The liqors can act as acids or bases by which the functional group is similar to water, so that a dipole similar to having the water molecule is established. On one hand, if an liqor is faced with a strong base or an alkali metal hydride forms the alkoxy group, where the hydroxyl group is deprotonated leaving negatively charged oxygen (alcohol assessment).
Liqors have a wide range of uses in industry and science as solvents and fuels. Ethanol and methanol can be combusted in a cleaner than gasoline or diesel manner. By low toxicity and availability for non-polar substances dissolve, ethanol is often used as a solvent in pharmaceuticals, perfumes and flavorings such as vanilla vital. Liqors frequently serve as versatile intermediates in organic synthesis.
On the other hand, oxygen has two unshared pairs of electrons so that the hydroxyl could be protonated, although in practice this leads to a very weak base, so that for this process to occur, it is necessary to deal with an acid to liqor very strong. For chlorinated or brominated liqors, should take into account the following considerations. Primary liqor: primary liqors react very slowly. As can not form carbocations, activated primary liqor remains in solution until it is attacked by chloride ion. With a primary liqor, the reaction can take thirty minutes to several days. Secondary liqor: secondary liqors take less time, between 5 and 20 minutes, because side carbocations are less stable than tertiary.
Other compositions: may contain isopropyl liqor, is unfit to drink, but may be more effective for use as a drying.
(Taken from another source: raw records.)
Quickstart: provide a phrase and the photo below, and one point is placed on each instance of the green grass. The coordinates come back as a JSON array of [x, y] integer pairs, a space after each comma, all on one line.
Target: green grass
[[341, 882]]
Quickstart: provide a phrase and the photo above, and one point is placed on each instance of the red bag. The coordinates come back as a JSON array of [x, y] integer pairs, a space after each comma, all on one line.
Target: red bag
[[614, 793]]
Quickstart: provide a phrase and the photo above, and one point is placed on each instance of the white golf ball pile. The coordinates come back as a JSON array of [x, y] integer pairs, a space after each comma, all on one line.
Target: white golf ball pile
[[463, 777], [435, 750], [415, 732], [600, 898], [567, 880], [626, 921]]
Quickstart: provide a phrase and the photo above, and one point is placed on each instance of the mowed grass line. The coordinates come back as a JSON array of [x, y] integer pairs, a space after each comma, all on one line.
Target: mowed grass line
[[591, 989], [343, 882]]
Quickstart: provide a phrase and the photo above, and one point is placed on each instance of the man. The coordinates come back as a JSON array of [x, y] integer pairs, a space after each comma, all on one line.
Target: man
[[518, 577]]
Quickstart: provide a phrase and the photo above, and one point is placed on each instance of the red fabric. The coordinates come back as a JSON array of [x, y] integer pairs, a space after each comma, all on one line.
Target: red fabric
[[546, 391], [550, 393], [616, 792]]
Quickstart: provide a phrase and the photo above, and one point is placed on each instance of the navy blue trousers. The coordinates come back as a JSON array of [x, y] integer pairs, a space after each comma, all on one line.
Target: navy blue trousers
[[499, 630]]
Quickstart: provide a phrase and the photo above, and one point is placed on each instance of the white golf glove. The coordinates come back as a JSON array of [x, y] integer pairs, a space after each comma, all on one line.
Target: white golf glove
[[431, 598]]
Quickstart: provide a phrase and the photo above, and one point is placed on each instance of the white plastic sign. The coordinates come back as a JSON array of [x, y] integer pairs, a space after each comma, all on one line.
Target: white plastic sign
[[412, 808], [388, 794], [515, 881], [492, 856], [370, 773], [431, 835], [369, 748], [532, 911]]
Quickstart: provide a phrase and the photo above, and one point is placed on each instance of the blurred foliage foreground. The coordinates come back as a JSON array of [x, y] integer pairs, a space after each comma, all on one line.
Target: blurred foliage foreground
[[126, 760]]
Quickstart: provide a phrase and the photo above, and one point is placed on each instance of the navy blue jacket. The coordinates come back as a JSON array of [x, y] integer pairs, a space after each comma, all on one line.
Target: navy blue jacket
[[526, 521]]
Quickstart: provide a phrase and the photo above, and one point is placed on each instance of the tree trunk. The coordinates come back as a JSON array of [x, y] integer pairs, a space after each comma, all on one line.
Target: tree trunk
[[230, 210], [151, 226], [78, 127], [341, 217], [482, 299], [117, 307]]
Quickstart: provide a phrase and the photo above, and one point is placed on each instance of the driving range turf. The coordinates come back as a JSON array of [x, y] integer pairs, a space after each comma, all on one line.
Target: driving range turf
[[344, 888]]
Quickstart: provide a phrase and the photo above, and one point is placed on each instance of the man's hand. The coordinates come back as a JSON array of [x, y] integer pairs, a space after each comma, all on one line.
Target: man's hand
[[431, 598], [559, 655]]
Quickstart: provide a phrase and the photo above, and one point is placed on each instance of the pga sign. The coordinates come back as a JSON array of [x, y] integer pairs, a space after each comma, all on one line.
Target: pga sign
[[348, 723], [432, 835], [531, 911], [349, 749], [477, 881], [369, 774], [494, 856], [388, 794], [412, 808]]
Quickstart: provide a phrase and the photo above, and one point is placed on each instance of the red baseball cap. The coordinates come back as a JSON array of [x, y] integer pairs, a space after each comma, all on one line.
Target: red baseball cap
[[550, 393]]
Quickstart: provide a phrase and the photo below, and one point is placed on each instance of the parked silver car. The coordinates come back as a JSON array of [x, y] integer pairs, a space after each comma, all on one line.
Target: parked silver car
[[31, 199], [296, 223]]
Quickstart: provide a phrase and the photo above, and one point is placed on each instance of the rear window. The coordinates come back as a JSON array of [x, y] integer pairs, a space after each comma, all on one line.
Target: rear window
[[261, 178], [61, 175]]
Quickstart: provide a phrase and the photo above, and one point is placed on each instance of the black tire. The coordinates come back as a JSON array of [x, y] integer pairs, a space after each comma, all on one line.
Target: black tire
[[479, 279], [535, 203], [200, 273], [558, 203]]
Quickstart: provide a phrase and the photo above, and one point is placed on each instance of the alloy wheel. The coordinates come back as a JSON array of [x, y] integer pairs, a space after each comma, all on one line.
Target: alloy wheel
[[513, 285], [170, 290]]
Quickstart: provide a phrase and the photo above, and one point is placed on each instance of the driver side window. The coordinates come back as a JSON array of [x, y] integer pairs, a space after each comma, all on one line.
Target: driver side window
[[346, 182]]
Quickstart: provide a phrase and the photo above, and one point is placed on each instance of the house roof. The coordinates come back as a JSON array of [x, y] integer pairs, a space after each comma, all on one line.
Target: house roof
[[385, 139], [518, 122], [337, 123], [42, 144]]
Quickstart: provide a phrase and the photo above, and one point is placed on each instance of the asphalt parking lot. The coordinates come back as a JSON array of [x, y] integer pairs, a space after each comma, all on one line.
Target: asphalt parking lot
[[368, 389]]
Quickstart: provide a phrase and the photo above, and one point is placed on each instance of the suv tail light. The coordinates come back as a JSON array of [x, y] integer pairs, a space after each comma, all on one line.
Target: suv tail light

In organic chemistry, an liqor is an organic compound having one of carbons (the latter being tetrahedral) is bonded to a hydroxyl group (-OH). Ethanol (or ethyl liqor) in composition of liqoric beverages is a special case of liqor, but all liqors are not suitable for consumption. In particular, methanol is toxic and lethal in high doses. When liqor is the main function, simply replace the terminal vowel "e" of corresponding alkane by the suffix -ol and indicate the number of carbon atom to which the hydroxyl is attached, although at times when it is not necessary to description, this information is omitted.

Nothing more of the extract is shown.